Brooke Rollins integrou o staff da Casa Branca na primeira administração Trump, como uma das conselheiras para assuntos políticos mais próximas do presidente. Nos quatro anos da administração Biden, liderou uma organização chamada America First Policy Institute (AFPI) que, numa tradução livre, significa Instituto de Políticas para a América em Primeiro Lugar. Dessa posição, e sempre em contato com o chefe, ela foi responsável pelo desenvolvimento de parte da estratégia que reconduziu Trump à presidência.
No texto em que apresentou a nova secretária, Trump ressaltou o compromisso de “Brooke em apoiar o fazendeiro americano” e a “defesa da autossuficiência alimentar dos Estados Unidos”. O que isso significa? Bem… significa que a chance de o maior país do mundo, que disputa com o Brasil a condição de maior potência agrícola do mundo, abrir suas fronteiras para produtos agrícolas brasileiros é zero. Absolutamente zero.
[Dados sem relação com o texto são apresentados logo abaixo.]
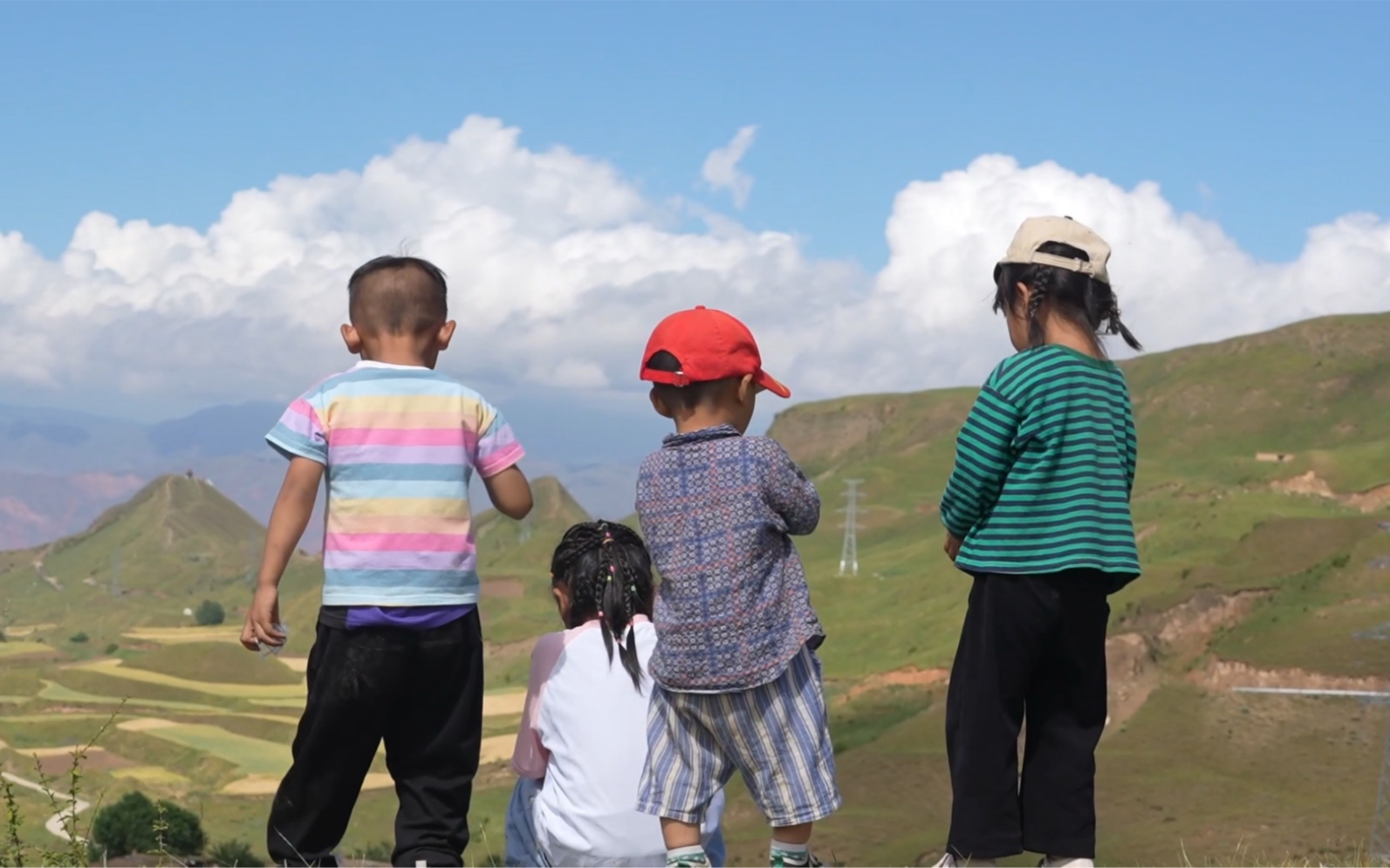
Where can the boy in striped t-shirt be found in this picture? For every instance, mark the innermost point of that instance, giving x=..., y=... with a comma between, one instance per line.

Pior: os Estados Unidos daqui por diante certamente avançarão sobre os mercados que o Brasil já conquistou. Ninguém deve se espantar, por exemplo, se o novo acordo comercial que Washington negociará com a China estabelecer condições preferenciais para a soja norte-americana em relação à brasileira. Numa circunstância como essa, ao invés de continuar hostilizando os produtores rurais, como sempre fez, seria bom que o atual governo passasse a defender com mais afinco o agronegócio brasileiro. Nem que seja apenas para impedir que o país perca as vantagens que já conquistou nessa área.